The first solo collection of Farrell's music, Perfect State, was released on the RTÉ lyric fm label. Less than three weeks after its official launch at the Clarence Hotel in Dublin on 24 September 2007, Perfect State entered the HMV classical charts in Ireland at No. 13 and made its way to No. 1. This album features performances by some of the foremost musicians between Britain and Ireland including the RTÉ Concert Orchestra, Craig Ogden, Gerard McChrystal and the Smith Quartet.

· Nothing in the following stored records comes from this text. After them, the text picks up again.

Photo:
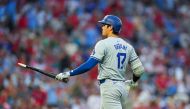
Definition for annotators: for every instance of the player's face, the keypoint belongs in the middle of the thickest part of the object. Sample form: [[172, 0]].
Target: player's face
[[106, 29]]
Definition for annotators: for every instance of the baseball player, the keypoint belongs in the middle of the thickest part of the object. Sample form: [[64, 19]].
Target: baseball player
[[112, 54]]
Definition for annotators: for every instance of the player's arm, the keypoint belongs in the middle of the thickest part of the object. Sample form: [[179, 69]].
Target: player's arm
[[95, 58], [136, 66], [89, 64]]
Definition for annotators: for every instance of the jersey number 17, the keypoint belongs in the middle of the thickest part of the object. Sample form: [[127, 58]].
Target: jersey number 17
[[121, 59]]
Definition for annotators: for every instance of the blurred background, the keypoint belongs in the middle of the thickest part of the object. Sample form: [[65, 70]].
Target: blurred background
[[58, 35]]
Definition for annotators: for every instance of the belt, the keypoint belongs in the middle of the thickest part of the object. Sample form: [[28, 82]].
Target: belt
[[101, 81]]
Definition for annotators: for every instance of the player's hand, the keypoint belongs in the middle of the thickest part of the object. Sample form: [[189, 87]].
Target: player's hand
[[63, 76], [131, 84]]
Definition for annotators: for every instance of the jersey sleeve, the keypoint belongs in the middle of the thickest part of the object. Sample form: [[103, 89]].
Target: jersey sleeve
[[133, 55], [99, 51]]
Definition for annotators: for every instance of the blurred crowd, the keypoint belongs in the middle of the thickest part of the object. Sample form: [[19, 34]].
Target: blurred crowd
[[58, 35]]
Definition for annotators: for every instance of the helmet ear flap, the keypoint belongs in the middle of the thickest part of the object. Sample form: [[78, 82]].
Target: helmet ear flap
[[114, 21]]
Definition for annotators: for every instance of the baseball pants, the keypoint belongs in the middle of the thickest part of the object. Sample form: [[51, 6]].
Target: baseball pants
[[114, 94]]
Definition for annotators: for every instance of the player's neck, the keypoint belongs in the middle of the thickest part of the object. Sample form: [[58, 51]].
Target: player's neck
[[112, 35]]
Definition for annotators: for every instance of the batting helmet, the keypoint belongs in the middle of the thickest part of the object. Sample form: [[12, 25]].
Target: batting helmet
[[112, 20]]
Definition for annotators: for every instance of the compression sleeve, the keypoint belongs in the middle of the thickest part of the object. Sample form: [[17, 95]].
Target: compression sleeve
[[89, 64]]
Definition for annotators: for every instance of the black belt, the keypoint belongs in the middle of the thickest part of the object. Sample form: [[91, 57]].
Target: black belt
[[101, 81]]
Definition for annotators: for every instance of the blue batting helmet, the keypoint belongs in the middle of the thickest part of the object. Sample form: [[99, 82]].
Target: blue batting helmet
[[112, 20]]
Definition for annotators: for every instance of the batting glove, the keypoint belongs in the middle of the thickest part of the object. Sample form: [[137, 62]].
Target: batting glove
[[63, 76], [131, 84]]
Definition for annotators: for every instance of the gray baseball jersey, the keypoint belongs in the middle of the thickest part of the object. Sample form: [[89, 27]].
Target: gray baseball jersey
[[114, 55]]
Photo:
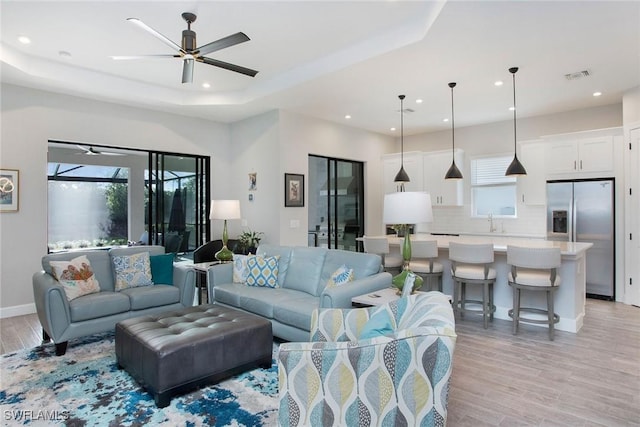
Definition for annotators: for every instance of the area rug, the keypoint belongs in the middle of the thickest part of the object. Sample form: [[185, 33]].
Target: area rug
[[85, 388]]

His second solo collection, Jolt, was released in December 2011 and features Irish guitarist Damien Kelly. Less than a week after its release on iTunes it made its way to the No. 1 position in the Irish classical iTunes charts.

On 7 December 2012 a new album of solo guitar music, 'New Frontiers', was launched at the Royal Irish Academy of Music. The thirteen tracks on the album once again performed by guitarist Damien Kelly include unique new music for bottleneck slide and also music for guitar with digital delay.

His music has been released on numerous other CDs including Gerard McChrystal and Craig Ogden's Pluckblow, Music for Saxophone and Guitar, released on the Meridian Records label; Katie McMahon's album Shine, of which he wrote the title track; and John Feeley's album E-Motion, of which the original solo guitar version of "The Shannon Suite" can be heard.

==Discography==

===Redbrick Duo===

Guitarist Damien Kelly and flautist Jessica Lipstone, (Redbrick Duo), play Farrell's three-movement work, 'Three Piece Suite' on this title.

===New Frontiers===
New Frontiers (2012), Farrell Kelly.

Composer: Ciarán Farrell.
Guitar: Damien Kelly.

1. "A Rainy Day in Summer" –Damien Kelly, (guitar/bottleneck).
2. "Dragonfly" –Damien Kelly, (guitar/bottleneck).
3. "Skeleton Man" –Damien Kelly, (guitar/bottleneck).
4. "Lough Allen" –Damien Kelly, (guitar).
5. "Lough Ree" –Damien Kelly, (guitar).
6. "Lough Derg" –Damien Kelly, (guitar).
7. "Air Travel" –Damien Kelly, (guitar/digitaldelay).
8. "Sea Travel" –Damien Kelly, (guitar/digitaldelay).
9. "Land Travel" –Damien Kelly, (guitar/digitaldelay).
10. "Space Travel" –Damien Kelly, (guitar/digitaldelay).
11. "Jolt" –Damien Kelly, (guitar).
12. "Rhapsody" –Damien Kelly, (guitar).
13. "Wild Stream" –Damien Kelly, (guitar).

===Jolt===

Jolt (2011), Farrell Kelly.

Composer: Ciarán Farrell.
Guitar: Damien Kelly.

1. "Wild Stream" –Damien Kelly, (guitar).
2. "Rhapsody" –Damien Kelly, (guitar).
3. "Jolt" –Damien Kelly, (guitar).
4. "Air Travel" (for guitar with digital delay)" –Damien Kelly, (guitar).

===Perfect State===

Perfect State (2007), RTÉ lyric fm

Composer: Ciarán Farrell.

1. "Perfect State" –RTÉ Concert Orchestra conducted by David Brophy
2. "The Shannon Suite" –Craig Ogden, (guitar); Gerard McChrystal, (soprano saxophone)
3. "Around and About" –Sinead Farrell, (flute); Roger Moffat, (vibraphone)
4. "The Pilgrim's Return" –Smith Quartet; and Gerard McChrystal, (soprano saxophone)
5. "Hopkins on Skellig Michael" (Poem by Paddy Bushe) –RTÉ Concert Orchestra, conducted by David Brophy; speaker Barry McGovern

===Pluckblow===

Virtuosos Gerard McChrystal (saxophone) and Craig Ogden (guitar) play an arrangement of Farrell's three-movement work, 'The Shannon Suite' on this release.

===E-Motion===

Guitarist John Feeley plays the original solo guitar version of, 'The Shannon Suite' on this title.

===Shine===

Singer Katie McMahon uses Farrell's song 'Shine' as the title piece for this release.

===Contemporary Music from Ireland – vol. 5===

'Source', from Farrell's seven-movement orchestral work, 'Hopkins on Skellig Michael' is featured on this CD from the Contemporary Music Centre in Dublin. Performed by the RTÉ Concert Orchestra, conducted by David Brophy; speaker Barry McGovern; poem by Paddy Bushe. The full piece can be heard on, Perfect State.